The above assumes that there is no other web traffic being directed at the proxy host that you don’t want to proxy. If there were, you could restrict the rules by source.

Other notes

The above only includes IPv4. If you want to capture IPv6, it’s mostly the same stuff just repeated with ip6tables instead of iptables and ip -6 … instead of ip. You will need a separate ipset for IPv6 addresses, created with “family inet6”, but the route table and mark values can be the same. You may also want to disable generation of random temporary IP addresses on the target.

You probably want to examine existing iptables rules and routing rules before you start adding stuff. Be sure specify the appropriate table for iptables (-t mangle on the router, -t nat on the proxy host)

Setting it all in motion

Since parts of the crapware in question run as windows services, I shut down the target system before activating the proxy. Additionally, since a normal menu shutdown in Windows 10 hibernates without stopping / starting system services, I forced a real shutdown with

shutdown /s

On proxy host, each command in it’s own terminal:

Start mitmproxy, recording ssl key log (see here) to allow decoding in wireshark, saving captured flow to a file for later analysis.

SSLKEYLOGFILE="sslkeylogfile.txt" mitmproxy --mode transparent --showhost --save-stream-file crapware1.mitm

Start a tcpdump of proxied traffic

tcpdump -i eth0 -w crapware1.pcap host target.lan and \( tcp port 80 or tcp port 443 \)

On the router:

# enabled the rule by adding it to the mangle PREROUTING chain
iptables -t mangle -I PREROUTING -j mitmprox

The above starts marking and routing traffic.

Boot the target, and watch the requests fly.

Cleaning up

Shut down the target. Optional, but switching from the proxy mid stream will likely Break Things, and I didn’t want the crapware spewing a bunch of extraneous errors to its logs.

Quit mitmproxy with q

Kill the tcpdump with control+c

Remove the chain from pre-routing on the router

iptables -t mangle -D PREROUTING 1

At this point traffic will no longer be routed to the proxy, so you can stop here if you expect to use it again soon.
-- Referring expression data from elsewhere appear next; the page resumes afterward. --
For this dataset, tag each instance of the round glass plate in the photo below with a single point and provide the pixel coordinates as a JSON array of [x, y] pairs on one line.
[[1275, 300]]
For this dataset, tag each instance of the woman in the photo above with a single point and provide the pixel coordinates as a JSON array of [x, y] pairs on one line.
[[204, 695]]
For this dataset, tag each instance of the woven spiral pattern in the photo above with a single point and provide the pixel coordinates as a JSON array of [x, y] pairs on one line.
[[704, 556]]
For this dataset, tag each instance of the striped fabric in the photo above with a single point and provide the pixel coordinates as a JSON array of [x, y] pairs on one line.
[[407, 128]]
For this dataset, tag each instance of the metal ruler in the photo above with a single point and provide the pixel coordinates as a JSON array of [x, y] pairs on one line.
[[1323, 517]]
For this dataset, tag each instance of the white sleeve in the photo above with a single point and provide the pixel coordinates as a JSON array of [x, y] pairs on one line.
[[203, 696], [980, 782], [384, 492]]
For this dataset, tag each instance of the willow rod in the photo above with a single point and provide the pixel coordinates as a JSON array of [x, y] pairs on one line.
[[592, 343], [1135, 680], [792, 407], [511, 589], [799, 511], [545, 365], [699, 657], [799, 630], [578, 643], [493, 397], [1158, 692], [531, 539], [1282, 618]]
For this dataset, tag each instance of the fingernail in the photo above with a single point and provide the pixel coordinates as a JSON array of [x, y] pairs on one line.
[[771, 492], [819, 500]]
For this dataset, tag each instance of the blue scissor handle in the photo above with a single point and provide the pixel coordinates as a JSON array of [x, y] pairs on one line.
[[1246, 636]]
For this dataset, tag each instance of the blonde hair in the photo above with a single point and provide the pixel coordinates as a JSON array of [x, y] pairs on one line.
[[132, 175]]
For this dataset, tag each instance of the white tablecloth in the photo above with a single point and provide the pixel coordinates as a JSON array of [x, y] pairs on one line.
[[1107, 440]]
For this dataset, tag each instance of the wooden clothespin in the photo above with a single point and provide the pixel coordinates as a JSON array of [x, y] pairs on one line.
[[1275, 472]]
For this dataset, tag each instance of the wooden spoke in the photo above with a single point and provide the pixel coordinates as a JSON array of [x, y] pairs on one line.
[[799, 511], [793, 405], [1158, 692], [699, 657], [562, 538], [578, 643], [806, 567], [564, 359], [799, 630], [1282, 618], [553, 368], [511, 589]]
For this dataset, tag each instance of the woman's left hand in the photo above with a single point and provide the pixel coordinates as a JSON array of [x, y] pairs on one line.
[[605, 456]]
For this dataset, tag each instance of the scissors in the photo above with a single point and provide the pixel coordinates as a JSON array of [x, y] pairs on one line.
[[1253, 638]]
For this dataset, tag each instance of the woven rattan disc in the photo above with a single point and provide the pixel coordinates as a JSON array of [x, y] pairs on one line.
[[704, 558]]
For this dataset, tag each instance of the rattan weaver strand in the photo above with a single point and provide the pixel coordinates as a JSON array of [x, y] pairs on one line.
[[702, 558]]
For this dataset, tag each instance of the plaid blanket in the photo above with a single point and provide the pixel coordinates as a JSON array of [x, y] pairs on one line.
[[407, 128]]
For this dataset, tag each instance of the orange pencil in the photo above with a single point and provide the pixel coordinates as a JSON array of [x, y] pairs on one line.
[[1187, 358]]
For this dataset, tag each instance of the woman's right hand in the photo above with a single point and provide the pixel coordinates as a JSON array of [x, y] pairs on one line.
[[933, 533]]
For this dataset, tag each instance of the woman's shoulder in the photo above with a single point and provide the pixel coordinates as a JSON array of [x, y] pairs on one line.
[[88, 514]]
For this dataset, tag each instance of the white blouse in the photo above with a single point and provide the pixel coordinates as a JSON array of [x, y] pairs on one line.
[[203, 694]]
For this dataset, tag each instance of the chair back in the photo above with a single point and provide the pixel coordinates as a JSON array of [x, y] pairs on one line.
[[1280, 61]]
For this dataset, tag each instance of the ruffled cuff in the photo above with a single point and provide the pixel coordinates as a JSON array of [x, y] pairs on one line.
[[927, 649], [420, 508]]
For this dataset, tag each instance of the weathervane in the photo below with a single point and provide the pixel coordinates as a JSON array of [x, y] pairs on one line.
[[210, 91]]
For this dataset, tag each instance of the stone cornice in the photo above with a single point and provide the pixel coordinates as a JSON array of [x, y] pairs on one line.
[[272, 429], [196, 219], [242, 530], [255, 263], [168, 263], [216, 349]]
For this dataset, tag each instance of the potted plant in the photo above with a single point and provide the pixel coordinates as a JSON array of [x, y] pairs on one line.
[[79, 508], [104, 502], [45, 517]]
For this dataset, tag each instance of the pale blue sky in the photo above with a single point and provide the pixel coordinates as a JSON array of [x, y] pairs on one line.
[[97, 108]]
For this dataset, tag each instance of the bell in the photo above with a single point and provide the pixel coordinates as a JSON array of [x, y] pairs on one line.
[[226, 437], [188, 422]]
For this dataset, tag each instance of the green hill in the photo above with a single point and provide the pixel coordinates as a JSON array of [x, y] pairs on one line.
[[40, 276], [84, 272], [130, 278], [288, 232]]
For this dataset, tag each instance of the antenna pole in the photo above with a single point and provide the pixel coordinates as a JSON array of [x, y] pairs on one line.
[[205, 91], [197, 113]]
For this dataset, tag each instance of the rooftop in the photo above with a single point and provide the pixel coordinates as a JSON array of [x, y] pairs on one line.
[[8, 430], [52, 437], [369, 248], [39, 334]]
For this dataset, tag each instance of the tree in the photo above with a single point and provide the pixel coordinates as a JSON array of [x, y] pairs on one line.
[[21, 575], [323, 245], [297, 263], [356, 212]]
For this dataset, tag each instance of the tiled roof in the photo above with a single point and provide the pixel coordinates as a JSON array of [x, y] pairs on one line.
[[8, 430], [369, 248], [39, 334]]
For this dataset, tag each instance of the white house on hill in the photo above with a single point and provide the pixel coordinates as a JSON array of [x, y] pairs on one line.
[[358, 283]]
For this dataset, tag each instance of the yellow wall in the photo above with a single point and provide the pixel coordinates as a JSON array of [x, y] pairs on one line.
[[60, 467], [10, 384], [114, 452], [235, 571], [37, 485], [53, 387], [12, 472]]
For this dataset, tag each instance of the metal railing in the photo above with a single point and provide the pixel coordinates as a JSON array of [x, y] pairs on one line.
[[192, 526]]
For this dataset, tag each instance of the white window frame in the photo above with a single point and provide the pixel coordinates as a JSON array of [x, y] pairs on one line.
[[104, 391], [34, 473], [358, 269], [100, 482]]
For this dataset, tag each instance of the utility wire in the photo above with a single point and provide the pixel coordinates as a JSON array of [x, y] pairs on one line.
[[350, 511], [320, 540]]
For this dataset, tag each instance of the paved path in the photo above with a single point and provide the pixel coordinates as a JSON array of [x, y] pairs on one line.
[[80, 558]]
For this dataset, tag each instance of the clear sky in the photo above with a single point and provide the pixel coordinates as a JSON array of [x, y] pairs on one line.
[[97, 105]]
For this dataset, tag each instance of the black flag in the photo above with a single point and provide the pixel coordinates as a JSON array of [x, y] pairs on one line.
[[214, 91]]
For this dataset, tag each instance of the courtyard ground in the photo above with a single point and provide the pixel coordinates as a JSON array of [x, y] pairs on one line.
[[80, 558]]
Remove the remaining iptables and routing rules from the router and proxy host.

Remove the mitmproxy cert from the target. The cert must be installed as trusted, meaning anyone with access to your mitmproxy files would be able to impersonate or mitm most sites, so you probably don’t want to leave it installed.

Remove the mitmprox line from /etc/iproute2/rt_tables on the router.

What does the crapware say?

It’s mostly boring and stupid (casablanca-shocked.gif), but that’s a story for another day.